ANTHONY BUTLER: President’s councils are good for reform, but entrenched interests will be hard to displace
No matter how sensible his advisers, Cyril Ramaphosa will struggle to oust politically connected rentiers
A little over a decade ago, shortly after SAA had received a R1.6bn cash injection, then Treasury director-general Lesetja Kganyago told a media briefing that dealing with SAA was like negotiating with a drunk. The guy was always claiming to be in a state of rehabilitation, but the following day you met him in the pub.
It is less easy to laugh about the latest bailouts for Eskom. Given the scale of these commitments it is little wonder that the ideas in finance minister Tito Mboweni’s economic growth strategy document have fallen on enthusiastic ears.
Some observers have suggested Mboweni’s proposals — selling off coal-fired power stations and rapidly expanding private power generation using renewables — should be scrutinised by President Cyril Ramaphosa’s new “economics brains trust”.
This new 18-member presidential economic advisory council assembled this week for the first time. In his launch address, Ramaphosa reminded listeners that he will shortly launch an investment advisory council and a state-owned enterprise council.
Ramaphosa may soon need an advisory council on advisory councils to help him steer a course between their conflicting diagnoses, but there is a good deal of merit to the president’s approach. Properly constituted deliberative bodies can rule out the worst ideas and narrow down a menu of technically feasible possibilities.
Moreover, the economic advisory panel is not constituted by top-flight economists who are interested in resolving problems in economic theory. While most members have some economic background, many are veterans of government policy battles from inside the machine.
This is sensible. After all, the value of social scientific ideas does not turn on how interesting they may be to scholars. Most luminous ideas that explain anomalies in the theoretical literature are entirely inapplicable in practice.
What the government can do depends in crucial ways on the character of the state and its parastatals: the experiences and perceptions of officials, and their administrative and technical capabilities. Ramaphosa has chosen experienced policy specialists who understand the challenges confronting the state as it actually exists, including its officials’ conflicting and entrenched intellectual assumptions.
But all this will only take Ramaphosa a short distance. The material interests of powerful actors in society will have far more bearing on his prospects of success than the coherence or persuasiveness of his ideas.
Trade unions such as the National Union of Mineworkers and the National Union of Metalworkers of SA will find it almost impossible to reconstitute themselves in a fast-changing energy sector, so they will block change.
Meanwhile, Eskom’s “elite” managerial tier accounts for the lion’s share of the increased remuneration bill. Employee numbers have increased from 33,000 a decade ago to about 47,000 today. The political costs of cutting this elite welfare system will be steep.

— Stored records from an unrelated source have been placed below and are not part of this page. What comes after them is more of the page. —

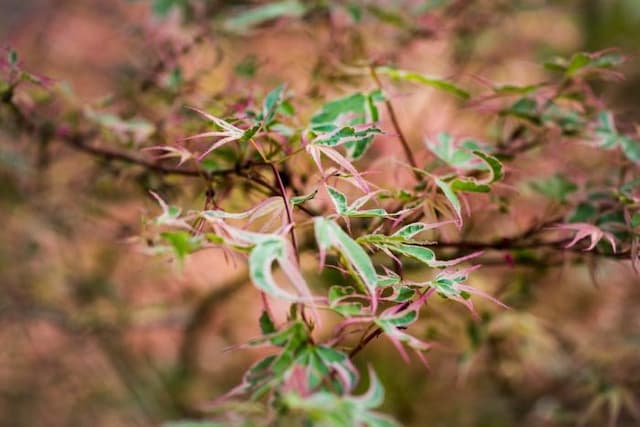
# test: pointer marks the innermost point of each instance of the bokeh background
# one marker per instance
(95, 333)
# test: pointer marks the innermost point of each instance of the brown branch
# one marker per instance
(396, 126)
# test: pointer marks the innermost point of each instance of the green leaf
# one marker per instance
(182, 243)
(339, 200)
(253, 17)
(451, 196)
(266, 323)
(469, 185)
(424, 79)
(341, 114)
(163, 7)
(408, 231)
(422, 254)
(329, 234)
(271, 104)
(247, 67)
(456, 157)
(584, 212)
(404, 293)
(298, 200)
(524, 108)
(267, 250)
(337, 293)
(494, 165)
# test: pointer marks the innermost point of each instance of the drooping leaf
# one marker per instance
(270, 105)
(255, 16)
(584, 230)
(451, 197)
(330, 235)
(298, 200)
(410, 76)
(182, 243)
(339, 200)
(266, 323)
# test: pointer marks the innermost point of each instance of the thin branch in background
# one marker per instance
(396, 126)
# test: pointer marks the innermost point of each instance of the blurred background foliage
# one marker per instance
(95, 333)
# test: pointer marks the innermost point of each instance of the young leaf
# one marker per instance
(423, 79)
(451, 196)
(260, 14)
(329, 234)
(339, 200)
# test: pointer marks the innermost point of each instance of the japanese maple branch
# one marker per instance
(396, 125)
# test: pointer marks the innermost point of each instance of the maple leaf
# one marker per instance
(584, 230)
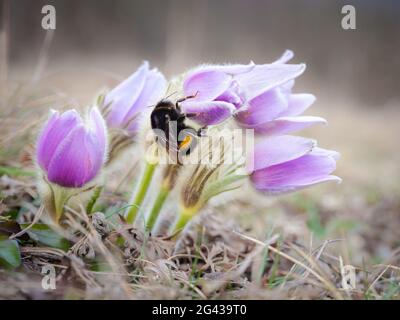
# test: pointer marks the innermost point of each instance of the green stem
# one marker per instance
(158, 204)
(141, 192)
(96, 194)
(60, 197)
(185, 215)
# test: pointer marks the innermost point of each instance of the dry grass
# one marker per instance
(293, 247)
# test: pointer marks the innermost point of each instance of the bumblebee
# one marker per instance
(168, 124)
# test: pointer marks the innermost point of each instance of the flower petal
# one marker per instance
(152, 91)
(284, 125)
(263, 108)
(77, 160)
(54, 132)
(296, 174)
(231, 69)
(97, 124)
(285, 57)
(123, 97)
(209, 112)
(267, 76)
(279, 149)
(206, 85)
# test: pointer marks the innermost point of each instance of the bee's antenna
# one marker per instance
(171, 94)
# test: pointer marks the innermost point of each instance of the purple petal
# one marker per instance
(206, 85)
(263, 108)
(124, 96)
(298, 103)
(286, 125)
(285, 57)
(265, 77)
(54, 132)
(209, 112)
(279, 149)
(97, 124)
(296, 174)
(152, 91)
(77, 160)
(232, 95)
(232, 69)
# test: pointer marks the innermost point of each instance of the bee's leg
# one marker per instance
(190, 115)
(202, 131)
(185, 98)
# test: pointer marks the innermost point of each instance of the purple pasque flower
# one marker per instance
(276, 110)
(259, 96)
(125, 104)
(72, 151)
(288, 163)
(224, 90)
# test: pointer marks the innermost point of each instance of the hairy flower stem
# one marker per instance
(93, 199)
(158, 204)
(169, 180)
(141, 191)
(185, 215)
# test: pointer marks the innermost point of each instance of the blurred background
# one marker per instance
(353, 73)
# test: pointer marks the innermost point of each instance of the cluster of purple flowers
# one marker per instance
(72, 152)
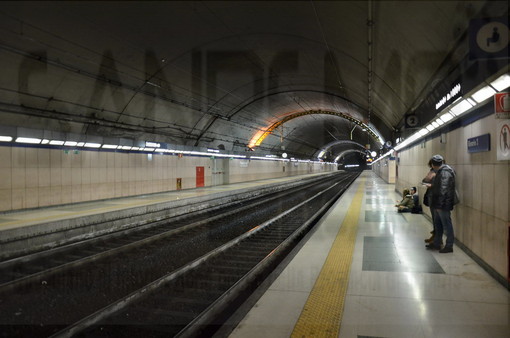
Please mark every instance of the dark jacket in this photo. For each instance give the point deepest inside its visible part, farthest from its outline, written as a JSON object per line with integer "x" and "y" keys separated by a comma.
{"x": 443, "y": 188}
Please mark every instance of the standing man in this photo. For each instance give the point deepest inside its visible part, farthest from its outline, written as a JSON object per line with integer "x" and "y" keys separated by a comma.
{"x": 443, "y": 195}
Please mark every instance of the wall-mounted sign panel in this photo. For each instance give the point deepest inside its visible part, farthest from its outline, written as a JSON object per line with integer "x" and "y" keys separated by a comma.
{"x": 503, "y": 142}
{"x": 488, "y": 38}
{"x": 502, "y": 105}
{"x": 479, "y": 143}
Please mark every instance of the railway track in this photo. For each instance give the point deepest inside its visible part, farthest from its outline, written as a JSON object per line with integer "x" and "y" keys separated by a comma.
{"x": 172, "y": 278}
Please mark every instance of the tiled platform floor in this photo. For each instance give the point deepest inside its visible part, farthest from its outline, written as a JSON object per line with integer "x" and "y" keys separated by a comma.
{"x": 396, "y": 287}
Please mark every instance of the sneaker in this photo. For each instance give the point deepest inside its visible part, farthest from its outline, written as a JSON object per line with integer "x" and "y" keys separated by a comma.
{"x": 431, "y": 246}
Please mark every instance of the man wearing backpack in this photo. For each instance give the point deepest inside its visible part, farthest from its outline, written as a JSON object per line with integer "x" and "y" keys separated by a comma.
{"x": 442, "y": 199}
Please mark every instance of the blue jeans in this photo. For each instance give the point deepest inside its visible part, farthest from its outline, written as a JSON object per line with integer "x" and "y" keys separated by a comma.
{"x": 443, "y": 223}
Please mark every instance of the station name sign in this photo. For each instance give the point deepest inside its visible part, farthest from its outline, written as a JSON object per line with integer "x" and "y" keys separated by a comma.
{"x": 454, "y": 93}
{"x": 479, "y": 143}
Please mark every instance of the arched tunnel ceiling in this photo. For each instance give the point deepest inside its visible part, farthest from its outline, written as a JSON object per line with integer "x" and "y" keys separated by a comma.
{"x": 213, "y": 74}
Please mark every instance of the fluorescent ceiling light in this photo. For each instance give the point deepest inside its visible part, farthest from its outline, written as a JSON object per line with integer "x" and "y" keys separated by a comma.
{"x": 446, "y": 117}
{"x": 28, "y": 140}
{"x": 423, "y": 132}
{"x": 461, "y": 107}
{"x": 483, "y": 94}
{"x": 501, "y": 83}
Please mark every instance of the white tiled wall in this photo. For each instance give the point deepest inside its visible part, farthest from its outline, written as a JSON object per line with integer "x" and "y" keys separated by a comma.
{"x": 482, "y": 219}
{"x": 35, "y": 177}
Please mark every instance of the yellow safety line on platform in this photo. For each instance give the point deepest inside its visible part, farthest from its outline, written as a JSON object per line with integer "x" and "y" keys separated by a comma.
{"x": 323, "y": 310}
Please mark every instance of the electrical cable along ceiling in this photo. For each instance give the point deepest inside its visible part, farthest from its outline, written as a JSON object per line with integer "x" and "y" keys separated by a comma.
{"x": 218, "y": 73}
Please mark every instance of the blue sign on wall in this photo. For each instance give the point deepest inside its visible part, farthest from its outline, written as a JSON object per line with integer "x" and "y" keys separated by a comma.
{"x": 479, "y": 143}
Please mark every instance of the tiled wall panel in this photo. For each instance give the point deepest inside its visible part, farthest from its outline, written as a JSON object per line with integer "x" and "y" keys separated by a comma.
{"x": 482, "y": 219}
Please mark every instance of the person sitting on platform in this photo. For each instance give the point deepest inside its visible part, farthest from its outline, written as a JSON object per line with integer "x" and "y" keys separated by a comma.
{"x": 407, "y": 202}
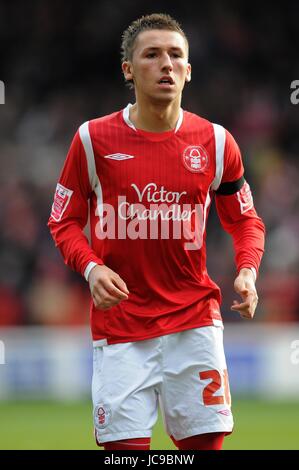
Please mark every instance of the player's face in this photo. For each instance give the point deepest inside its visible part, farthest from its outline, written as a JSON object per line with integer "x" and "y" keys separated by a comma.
{"x": 159, "y": 66}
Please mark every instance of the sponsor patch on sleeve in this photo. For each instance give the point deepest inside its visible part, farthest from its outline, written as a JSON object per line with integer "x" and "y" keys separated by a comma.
{"x": 61, "y": 200}
{"x": 245, "y": 198}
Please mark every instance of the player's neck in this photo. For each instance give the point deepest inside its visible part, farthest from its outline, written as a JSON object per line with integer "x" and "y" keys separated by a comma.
{"x": 155, "y": 117}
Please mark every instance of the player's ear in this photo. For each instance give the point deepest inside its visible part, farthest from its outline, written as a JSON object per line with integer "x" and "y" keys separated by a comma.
{"x": 127, "y": 69}
{"x": 188, "y": 74}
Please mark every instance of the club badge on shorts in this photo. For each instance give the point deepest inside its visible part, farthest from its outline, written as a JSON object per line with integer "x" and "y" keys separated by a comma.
{"x": 101, "y": 416}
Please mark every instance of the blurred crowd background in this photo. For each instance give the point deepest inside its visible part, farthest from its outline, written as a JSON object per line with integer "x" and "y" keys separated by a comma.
{"x": 60, "y": 62}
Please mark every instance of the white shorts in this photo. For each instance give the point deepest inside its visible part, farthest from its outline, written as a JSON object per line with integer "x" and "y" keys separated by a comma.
{"x": 185, "y": 372}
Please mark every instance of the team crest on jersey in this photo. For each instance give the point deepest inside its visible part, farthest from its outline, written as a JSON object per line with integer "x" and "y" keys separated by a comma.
{"x": 195, "y": 158}
{"x": 61, "y": 199}
{"x": 101, "y": 416}
{"x": 245, "y": 198}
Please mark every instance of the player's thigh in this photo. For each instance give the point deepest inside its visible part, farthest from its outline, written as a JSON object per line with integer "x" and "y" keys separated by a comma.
{"x": 123, "y": 390}
{"x": 195, "y": 394}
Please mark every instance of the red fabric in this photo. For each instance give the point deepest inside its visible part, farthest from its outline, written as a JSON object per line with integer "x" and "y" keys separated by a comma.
{"x": 210, "y": 441}
{"x": 170, "y": 289}
{"x": 142, "y": 443}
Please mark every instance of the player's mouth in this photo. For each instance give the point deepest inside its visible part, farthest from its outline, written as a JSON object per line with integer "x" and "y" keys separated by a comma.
{"x": 166, "y": 82}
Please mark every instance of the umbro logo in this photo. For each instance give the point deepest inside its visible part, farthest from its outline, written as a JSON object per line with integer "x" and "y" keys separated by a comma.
{"x": 119, "y": 156}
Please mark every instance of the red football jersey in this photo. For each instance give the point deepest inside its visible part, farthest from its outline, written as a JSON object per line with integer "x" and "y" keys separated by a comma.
{"x": 148, "y": 196}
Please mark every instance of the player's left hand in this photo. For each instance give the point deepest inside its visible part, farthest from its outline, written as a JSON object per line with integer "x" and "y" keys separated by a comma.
{"x": 245, "y": 286}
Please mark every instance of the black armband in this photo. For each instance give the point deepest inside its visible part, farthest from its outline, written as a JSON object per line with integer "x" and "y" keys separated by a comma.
{"x": 232, "y": 187}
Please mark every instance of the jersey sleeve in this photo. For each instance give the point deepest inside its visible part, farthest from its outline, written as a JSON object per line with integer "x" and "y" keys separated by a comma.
{"x": 236, "y": 210}
{"x": 69, "y": 213}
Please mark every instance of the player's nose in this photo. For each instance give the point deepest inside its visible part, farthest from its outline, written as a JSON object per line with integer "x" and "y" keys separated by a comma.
{"x": 166, "y": 63}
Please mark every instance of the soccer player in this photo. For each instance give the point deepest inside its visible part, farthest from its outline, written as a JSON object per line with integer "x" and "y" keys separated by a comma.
{"x": 147, "y": 175}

More important still is the coal supply chain, which accounts for about a third of Eskom’s overall costs. Though overall coal usage has remained about the same, costs have risen from about R10bn a year to about R60bn. Courtesy of ANC meddling in board and managerial appointments, the coal supply chain is a veritable roll-call of politically connected rentiers.
The largest obstacle to a comprehensive restructuring of Eskom remains the ANC itself. The parastatal’s problems did not start with state capture under Jacob Zuma, but can be traced to Chancellor House’s involvement in the investment programmes at Medupi and Kusile.
This all began as a party funding wheeze, but it gave a green light to other politically connected businesses to commence their own parastatal plundering. Of course, easy profits are quickly followed by generous donations to party coffers. It will take more than ideas to persuade the ANC to let this system go.
• Butler teaches public policy at the University of Cape Town.